Ante la experiencia del ser melancólico, no hace falta decir que Demócrito nunca encontró aquel lugar que gestara la melancolía, tampoco la ciencia lo ha hecho. Se trata, de forma paliativa. En un mundo de potencia la melancolía se evita, se teme.

Quizá por ello la pérdida está perdida en las canciones que actualmente se prefieren; y resulta comprensible.
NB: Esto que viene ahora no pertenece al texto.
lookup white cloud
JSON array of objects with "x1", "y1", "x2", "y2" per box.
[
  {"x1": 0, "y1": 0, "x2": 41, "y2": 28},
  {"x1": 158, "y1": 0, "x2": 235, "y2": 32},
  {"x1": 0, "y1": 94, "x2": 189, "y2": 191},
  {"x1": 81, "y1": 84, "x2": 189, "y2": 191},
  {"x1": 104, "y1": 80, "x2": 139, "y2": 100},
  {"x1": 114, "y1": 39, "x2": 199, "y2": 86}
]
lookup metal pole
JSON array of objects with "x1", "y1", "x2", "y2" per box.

En 2011, Dufuormantelle[4] acotó sobre la tristeza: “En eso consiste su riesgo. Podemos evitarla, apartarnos, ignorarla. O bien, arriesgarnos y abrirnos al exilio interior al que nos somete sin violencia y que era imposible de imaginar previamente. Y en ese territorio sin mapa ni referencias, entretenernos un poco. Correr el riesgo de la tristeza sería el contrario de ingresar en la melancolía, recordando otra posibilidad de ser nuestros y del mundo, abiertos a lo que venga”. Abandonar las ruinas y salir del silencio. A riesgo del porvenir. “La tristeza requiere de un espacio intermedio entre lo trágico y lo placentero, suerte de antesala del abandono donde el modo menor que la caracteriza libera su música en una suerte de ausencia de sí reconocible entre mil.”



Dicen que la luna oculta una cara, dicen que es oscura. Dicen que la noche atrae a los malos espíritus, que no es buena compañía, que incluso puede llegar a ser mala consejera. Dicen.



Imagen: Noches de Niebla Azul de José Basso

[1] Kant, Immanuel. “Ensayo sobre las enfermedades de la cabeza”, 1764. [2] Kant, Immanuel. “Observaciones sobre el sentimiento de lo bello y lo sublime”, 1764. [3] Kant, Immanuel. “Lo bello y lo sublime”, 1764. [4] Dufourmantelle, Anne. “Elogio del riesgo”, 2011.